Investor League Tables

We used CB Insights investor data to find the most active investors (based on number of companies funded) within Colorado since 2009. Boulder-based Foundry Group topped our list, having invested in the most Colorado-based startups in the past five years. Together with Access Venture Partners and High Country Ventures, the three VCs financed 60 Colorado companies since 2009.

Seven of the twelve VCs below are based in Colorado, signaling heavy local investment in the state’s startups. Siemens Venture Capital was the most active corporate VC in Colorado in the last five years.




Early-Stage Investors

Foundry Group led early-stage investments among VC firms, funding over twenty Colorado companies at the seed or Series A stages since 2009. The next most active VC, High Country Venture, funded eleven companies in the same period.

Again, a significant portion of the active early-stage investors in Colorado (6 of 10) are local investors. 9th Street Investments, the venture arm of ceramic manufacturer CoorsTek, is the only corporate venture fund on the list.




Among Colorado angel investors and groups, David Cohen, Bullet Time Ventures, and Golden Seeds stood out as the most active early-stage investors.


Mid-Stage Investors

Access Venture Partners and Foundry Group topped our list of most active mid-stage VC investors since 2009. Close behind were Highway 12 Ventures, Grotech Ventures, and High Country Venture. Of note is that New Enterprise Associates, one of the largest venture capital firms in the country, made the list with investments in a handful of mid-stage deals over the period.

Again, six of the ten investors listed below are Colorado-based.




Late-Stage Investors

Investing behavior at the later stages introduced some newer names to the mix as compared to the early- and mid-stages. The most active investor in this category, Vista Ventures, financed four companies in the Series D round or later. Other active late-stage venture capitalists include Appian Ventures, Access Ventures Partners, and Foundry Group.

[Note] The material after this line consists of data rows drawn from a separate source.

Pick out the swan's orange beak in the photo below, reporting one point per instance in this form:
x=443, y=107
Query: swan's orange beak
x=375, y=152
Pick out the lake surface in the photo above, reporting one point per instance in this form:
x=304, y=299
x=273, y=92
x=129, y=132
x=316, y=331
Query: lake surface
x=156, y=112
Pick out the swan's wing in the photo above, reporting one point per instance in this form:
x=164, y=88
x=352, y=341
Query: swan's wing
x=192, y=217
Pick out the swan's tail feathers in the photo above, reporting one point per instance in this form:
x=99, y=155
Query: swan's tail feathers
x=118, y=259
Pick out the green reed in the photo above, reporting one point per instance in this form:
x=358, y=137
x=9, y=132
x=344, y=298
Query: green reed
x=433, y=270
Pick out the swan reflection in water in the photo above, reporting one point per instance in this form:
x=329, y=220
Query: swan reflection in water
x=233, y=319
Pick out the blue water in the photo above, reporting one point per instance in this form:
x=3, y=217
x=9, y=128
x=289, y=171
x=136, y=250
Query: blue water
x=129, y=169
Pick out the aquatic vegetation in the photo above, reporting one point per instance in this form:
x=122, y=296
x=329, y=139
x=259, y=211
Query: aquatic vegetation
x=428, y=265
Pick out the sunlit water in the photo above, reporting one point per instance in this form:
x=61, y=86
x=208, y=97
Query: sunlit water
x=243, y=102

The corporate venture capital funds In-Q-Tel (created by the CIA), Siemens Venture Capital, and Google Ventures also financed multiple late-stage companies in the last five years including well-funded renewable energy company Cool Planet Energy Systems. Of the fifteen listed investors below, eight are based in Colorado implying extensive local investment in late-stage startups.




Exit Activity

Colorado-based private companies saw 108 exits per year in 2012 and stayed mostly level at 101 exits last year. The state has seen an increase in IPO exits both as a fraction of total exits and in absolute terms. Colorado was home to three IPOs in 2011 versus eight in 2013, but even so, M&A events continue to make up the vast majority of Colorado company exits as would be expected.

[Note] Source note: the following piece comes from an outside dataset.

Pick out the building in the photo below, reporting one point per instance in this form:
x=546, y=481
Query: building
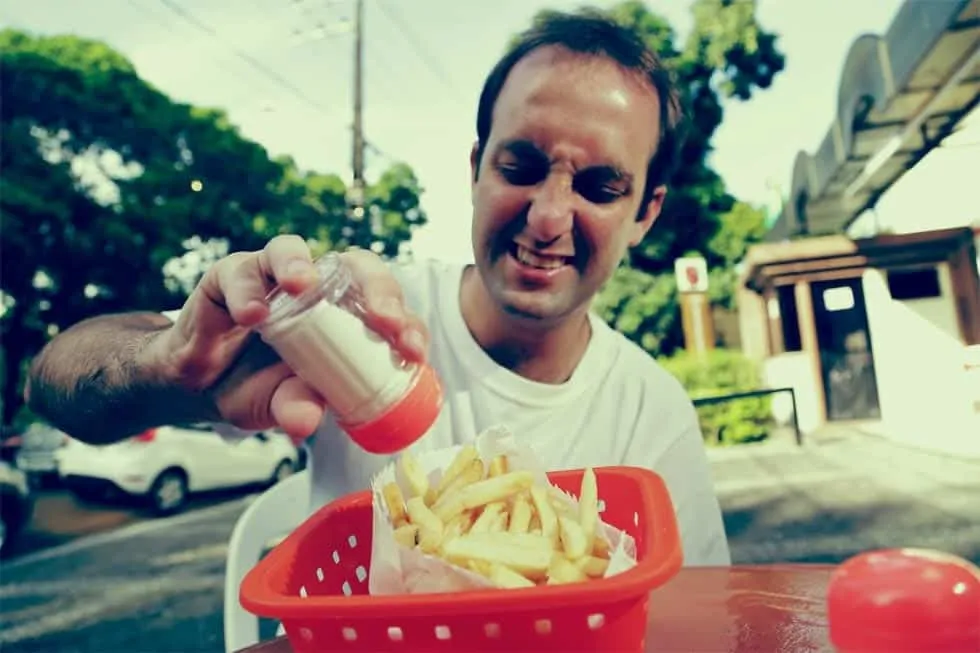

Denver led the state’s exit performance with 82 exited companies in the past three years, compared to 49 exits of Boulder-based companies.




Boulder Ventures saw seven of its Colorado companies exit since 2009, topping the list of investors by exit volume. Well-known global firms New Enterprise Associates and First Round Capital also had several of their Colorado-based companies exit in the period.

It is worth noting that, had venture accelerators been considered, TechStars would have actually ranked first on the list below.




This analysis includes private company investments in Colorado by venture capital firms, corporations, corporate venture investors, hedge funds/mutual funds, angels, incubators and accelerators. Debt, grants and lines of credit were not considered in this dataset.